Dans votre chère ville de Tulle, avez-vous boycotté ?
- "Nous avons en tout cas dit qu'il fallait être solidaires de ceux qui se manifestent aujourd'hui dans toute la France, pas simplement d'ailleurs par rapport à Danone mais par rapport à l'ensemble des plans sociaux. Il faut que les entreprises sentent bien qu'elles ont en face d'elles des citoyens qui ne sont pas que des consommateurs aveugles, qui sont aussi des hommes et des femmes solidaires de l'emploi des autres travailleurs de ce pays qui ont vocation à continuer à travailler."
Néanmoins, vous reconnaissez les limites du boycott.
- "Oui, mais il est aussi important que les entreprises n'aient pas que des calculs économiques en tête, qu'elles comprennent bien - et le cas de Danone est intéressant - qu'il vaut quelquefois mieux maintenir des emplois plutôt que d'en supprimer lorsqu'il n'y a pas forcément une cause majeure pour cela, parce que c'est très dégradant pour l'image même de l'entreprise en terme de calculs économiques. Est-ce que Danone a vraiment gagné en annonçant son plan ? Est-ce qu'il n'aurait pas mieux valu négocier plus longtemps, regarder si on pouvait maintenir ces sites plutôt que d'avoir une campagne de presse - au-delà même du boycott qui n'aura qu'un effet limité - qui a été à ce point défavorable à l'entreprise. C'est devenu l'entreprise la moins aimée de France. C'est un peu stupide, quand on fait des campagnes de publicité, tous les matins et soirs, d'avoir ainsi une promotion aussi négative."
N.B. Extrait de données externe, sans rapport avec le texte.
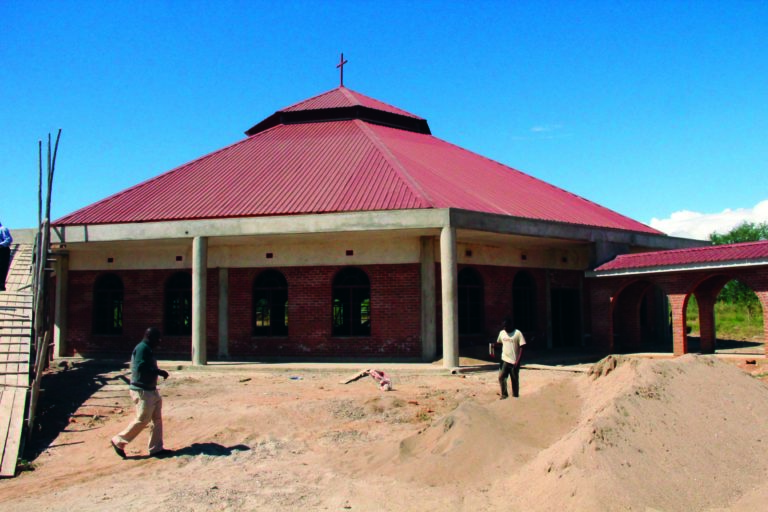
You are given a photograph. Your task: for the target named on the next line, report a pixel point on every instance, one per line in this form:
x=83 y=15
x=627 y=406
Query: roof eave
x=711 y=265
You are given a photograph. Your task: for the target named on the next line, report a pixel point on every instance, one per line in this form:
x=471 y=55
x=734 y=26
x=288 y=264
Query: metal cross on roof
x=340 y=65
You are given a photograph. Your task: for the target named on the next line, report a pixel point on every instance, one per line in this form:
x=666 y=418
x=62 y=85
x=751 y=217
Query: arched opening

Cela dit, aujourd'hui, pour Moulinex et pour les salariés d'AOM-Air Liberté et Air Littoral, il y aura peut-être des décisions qui seront difficiles pour l'avenir de leurs emplois. Là, ce n'est dû à des problèmes de communication. Est-ce que c'est donc l'économie française qui va mal en ce moment ?
- "Nous sommes devant une situation à bien des égards paradoxale : nous créons 500 000 emplois en l'an 2000, nous continuons à avoir des créations d'emplois plus importantes, heureusement, que les licenciements ; il y a beaucoup moins de licenciements cette année qu'il n'y en avait en 1997, il y a moitié moins de plans sociaux... Mais il n'empêche : il y a de la croissance et il y a toujours des décisions de suppressions d'effectifs. Quelquefois, vous avez raison, c'est l'effet d'une crise locale de production, d'une crise technologique, d'un système, d'un manque de compétitivité. Là, que faut-il faire ? Faut-il interdire le licenciement ? Personne n'y croit sérieusement. Faut-il prévoir des reclassements, des réindustrialisations, de l'accompagnement social ? Oui ! C'est pourquoi le plan Guigou est à la fois ferme par rapport aux entreprises qui font des profits et qui licencient - c'est inacceptable donc des coûts supplémentaires leur sont infligés, des contrôles supplémentaires et des obligations leur sont imposés - mais par rapport aux entreprises qui ont une crise de compétitivité, il prévoit qu'il faut des systèmes de protection des salariés qui leur permettent d'avoir un reclassement. Pour les villes concernées - j'en suis le témoin dans ma propre ville de Tulle - qui ont une crise industrielle - on l'a eu avec l'industrie de l'armement -, il faut reconvertir, il faut créer de nouveaux emplois."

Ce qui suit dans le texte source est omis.